Implement State Machine Pattern using S4 Class
Introduction#
Finite States Machine concepts are usually implemented under Object Oriented Programming (OOP) languages, for example using Java language, based on the State pattern defined in GOF (refers to the book: “Design Patterns”).
R provides several mechanisms to simulate the OO paradigm, let’s apply S4 Object System for implementing this pattern.
Parsing Lines using State Machine
Let’s apply the State Machine pattern for parsing lines with the specific pattern using S4 Class feature from R.
PROBLEM ENUNCIATION
We need to parse a file where each line provides information about a person, using a delimiter (";"
), but some information provided is optional, and instead of providing an empty field, it is missing. On each line we can have the following information: Name;[Address;]Phone
. Where the address information is optional, sometimes we have it and sometimes don’t, for example:
GREGORY BROWN; 25 NE 25TH; +1-786-987-6543
DAVID SMITH;786-123-4567
ALAN PEREZ; 25 SE 50TH; +1-786-987-5553
The second line does not provide address information. Therefore the number of delimiters may be deferent like in this case with one delimiter and for the other lines two delimiters. Because the number of delimiters may vary, one way to atack this problem is to recognize the presence or not of a given field based on its pattern. In such case we can use a regular expression for identifying such patterns. For example:
- Name:
"^([A-Z]'?\\s+)* *[A-Z]+(\\s+[A-Z]{1,2}\\.?,? +)*[A-Z]+((-|\\s+)[A-Z]+)*$"
. For example:RAFAEL REAL, DAVID R. SMITH, ERNESTO PEREZ GONZALEZ, 0' CONNOR BROWN, LUIS PEREZ-MENA
, etc. - Address:
"^\\s[0-9]{1,4}(\\s+[A-Z]{1,2}[0-9]{1,2}[A-Z]{1,2}|[A-Z\\s0-9]+)$"
. For example:11020 LE JEUNE ROAD
,87 SW 27TH
. For the sake of simplicity we don’t include here the zipcode, city, state, but I can be included in this field or adding additional fields. - Phone:
"^\\s*(\\+1(-|\\s+))*[0-9]{3}(-|\\s+)[0-9]{3}(-|\\s+)[0-9]{4}$"

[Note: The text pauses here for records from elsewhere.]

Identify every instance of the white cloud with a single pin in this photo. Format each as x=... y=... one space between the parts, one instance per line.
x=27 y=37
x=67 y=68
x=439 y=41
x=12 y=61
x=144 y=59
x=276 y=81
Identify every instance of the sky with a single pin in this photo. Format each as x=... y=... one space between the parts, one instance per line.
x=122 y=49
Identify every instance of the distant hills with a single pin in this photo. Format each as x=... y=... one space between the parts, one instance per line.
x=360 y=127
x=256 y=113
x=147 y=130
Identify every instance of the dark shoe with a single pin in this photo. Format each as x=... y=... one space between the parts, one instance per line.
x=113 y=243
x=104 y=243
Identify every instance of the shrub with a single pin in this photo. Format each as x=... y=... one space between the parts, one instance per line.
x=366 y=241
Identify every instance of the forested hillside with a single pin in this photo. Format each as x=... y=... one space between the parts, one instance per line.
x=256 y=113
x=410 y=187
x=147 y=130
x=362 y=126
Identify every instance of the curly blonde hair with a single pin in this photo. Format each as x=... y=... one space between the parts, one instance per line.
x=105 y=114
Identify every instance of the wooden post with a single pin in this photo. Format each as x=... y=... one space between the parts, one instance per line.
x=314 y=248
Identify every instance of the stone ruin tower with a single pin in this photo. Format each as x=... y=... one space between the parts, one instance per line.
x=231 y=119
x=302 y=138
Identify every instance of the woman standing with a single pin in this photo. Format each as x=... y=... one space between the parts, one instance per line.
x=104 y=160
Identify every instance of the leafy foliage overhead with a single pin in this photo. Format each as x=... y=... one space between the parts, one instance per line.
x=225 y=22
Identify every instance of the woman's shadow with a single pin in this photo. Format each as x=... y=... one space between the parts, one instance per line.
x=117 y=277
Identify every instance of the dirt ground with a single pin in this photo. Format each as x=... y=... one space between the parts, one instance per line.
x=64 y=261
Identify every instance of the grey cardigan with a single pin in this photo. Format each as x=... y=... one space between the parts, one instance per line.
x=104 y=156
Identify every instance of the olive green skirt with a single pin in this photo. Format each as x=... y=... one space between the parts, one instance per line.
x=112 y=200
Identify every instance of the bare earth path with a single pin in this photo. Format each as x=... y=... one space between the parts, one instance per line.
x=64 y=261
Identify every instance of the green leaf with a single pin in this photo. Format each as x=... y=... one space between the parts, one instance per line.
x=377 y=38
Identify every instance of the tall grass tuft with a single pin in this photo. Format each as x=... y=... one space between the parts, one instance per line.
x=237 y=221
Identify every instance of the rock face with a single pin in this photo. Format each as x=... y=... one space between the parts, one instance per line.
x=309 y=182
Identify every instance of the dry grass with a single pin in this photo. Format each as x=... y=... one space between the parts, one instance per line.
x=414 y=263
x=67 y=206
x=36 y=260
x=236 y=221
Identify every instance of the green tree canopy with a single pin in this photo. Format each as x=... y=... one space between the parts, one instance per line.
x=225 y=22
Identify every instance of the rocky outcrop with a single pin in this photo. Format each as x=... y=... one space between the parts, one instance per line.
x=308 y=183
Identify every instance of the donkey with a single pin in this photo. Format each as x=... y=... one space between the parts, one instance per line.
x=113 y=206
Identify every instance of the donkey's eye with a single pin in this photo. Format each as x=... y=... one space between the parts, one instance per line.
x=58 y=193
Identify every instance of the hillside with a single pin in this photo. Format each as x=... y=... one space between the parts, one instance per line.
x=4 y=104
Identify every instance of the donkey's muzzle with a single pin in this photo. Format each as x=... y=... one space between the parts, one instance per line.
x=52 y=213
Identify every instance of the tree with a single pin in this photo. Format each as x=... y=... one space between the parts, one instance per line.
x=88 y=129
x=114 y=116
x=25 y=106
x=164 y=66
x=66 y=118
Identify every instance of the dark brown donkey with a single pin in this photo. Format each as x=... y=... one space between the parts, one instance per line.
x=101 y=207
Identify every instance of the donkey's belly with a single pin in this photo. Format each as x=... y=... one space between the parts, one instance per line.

. For example:305-123-4567, 305 123 4567, +1-786-123-4567
.
Notes:
- I am considering the most common pattern of US addresses and phones, it can be easy extended to consider more general situations.
- In R the sign
"\"
has special meaning for character variables, therefore we need to escape it. - In order to simplify the process of defining regular expressions a good recommendation is to use the following web page: regex101.com, so you can play with it, with a given example, until you get the expected result for all possible combinations.
The idea is to identify each line field based on previously defined patterns. The State pattern define the following entities (classes) that collaborate to control the specific behavior (The State Pattern is a behavior pattern):
Let’s describe each element considering the context of our problem:
Context
: Stores the context information of the parsing process, i.e. the current state and handles the entire State Machine Process. For each state, an action is executed (handle()

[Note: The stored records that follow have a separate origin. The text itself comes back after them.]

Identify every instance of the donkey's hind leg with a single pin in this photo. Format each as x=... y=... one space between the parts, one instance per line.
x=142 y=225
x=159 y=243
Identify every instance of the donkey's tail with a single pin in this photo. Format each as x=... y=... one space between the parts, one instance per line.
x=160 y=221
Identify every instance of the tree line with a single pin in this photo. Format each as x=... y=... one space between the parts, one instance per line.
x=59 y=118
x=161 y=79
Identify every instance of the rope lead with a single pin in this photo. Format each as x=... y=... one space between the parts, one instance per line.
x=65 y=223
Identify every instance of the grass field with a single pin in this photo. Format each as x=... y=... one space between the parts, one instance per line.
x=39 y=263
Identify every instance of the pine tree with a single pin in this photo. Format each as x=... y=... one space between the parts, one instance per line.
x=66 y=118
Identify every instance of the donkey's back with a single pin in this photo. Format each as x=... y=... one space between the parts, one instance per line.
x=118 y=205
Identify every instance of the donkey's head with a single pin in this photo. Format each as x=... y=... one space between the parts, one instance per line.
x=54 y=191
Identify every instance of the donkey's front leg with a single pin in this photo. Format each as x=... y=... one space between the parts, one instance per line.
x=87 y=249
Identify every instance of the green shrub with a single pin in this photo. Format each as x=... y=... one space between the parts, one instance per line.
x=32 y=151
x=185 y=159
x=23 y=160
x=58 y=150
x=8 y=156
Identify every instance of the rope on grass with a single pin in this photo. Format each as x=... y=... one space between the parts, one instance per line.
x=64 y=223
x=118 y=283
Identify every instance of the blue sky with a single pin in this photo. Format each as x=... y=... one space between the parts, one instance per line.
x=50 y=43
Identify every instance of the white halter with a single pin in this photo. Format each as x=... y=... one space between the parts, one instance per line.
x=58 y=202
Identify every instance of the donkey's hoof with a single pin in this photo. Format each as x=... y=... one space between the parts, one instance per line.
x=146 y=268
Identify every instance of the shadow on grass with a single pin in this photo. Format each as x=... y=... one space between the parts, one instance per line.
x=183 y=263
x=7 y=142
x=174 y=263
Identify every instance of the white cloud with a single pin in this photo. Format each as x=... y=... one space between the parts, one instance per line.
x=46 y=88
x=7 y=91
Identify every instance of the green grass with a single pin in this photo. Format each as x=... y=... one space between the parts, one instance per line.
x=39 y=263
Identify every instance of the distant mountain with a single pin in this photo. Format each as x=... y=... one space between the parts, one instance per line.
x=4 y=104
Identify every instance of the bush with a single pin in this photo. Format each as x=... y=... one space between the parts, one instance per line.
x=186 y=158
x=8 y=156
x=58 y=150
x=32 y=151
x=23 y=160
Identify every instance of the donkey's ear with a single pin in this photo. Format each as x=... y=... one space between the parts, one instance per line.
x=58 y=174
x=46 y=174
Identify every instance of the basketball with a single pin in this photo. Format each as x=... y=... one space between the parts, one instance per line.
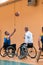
x=17 y=13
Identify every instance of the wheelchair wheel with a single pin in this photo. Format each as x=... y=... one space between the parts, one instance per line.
x=22 y=54
x=32 y=52
x=10 y=51
x=3 y=52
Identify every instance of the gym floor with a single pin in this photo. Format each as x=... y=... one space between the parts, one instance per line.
x=15 y=60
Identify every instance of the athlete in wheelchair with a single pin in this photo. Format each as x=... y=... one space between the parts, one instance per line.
x=27 y=48
x=8 y=48
x=40 y=40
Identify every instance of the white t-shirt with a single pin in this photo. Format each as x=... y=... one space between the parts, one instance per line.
x=28 y=37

), but the context delegates it, based on the state, on the action method defined for a particular state (handle()
fromState
class). It defines the interface of interest to clients. OurContext
class can be defined like this:- Attributes:
state
- Methods:
handle()
, …
- Attributes:
State
: The abstract class that represents any state of the State Machine. It defines an interface for encapsulating the behavior associated with a particular state of the context. It can be defined like this:- Attributes:
name, pattern
- Methods:
doAction()
,isState
(usingpattern
attribute verify whether the input argument belong to this state pattern or not), …
- Attributes:
Concrete States
(state sub-classes): Each subclass of the classState
that implements a behavior associated with a state of theContext
. Our sub-classes are:InitState
,NameState
,AddressState
,PhoneState
. Such classes just implements the generic method using the specific logic for such states. No additional attributes are required.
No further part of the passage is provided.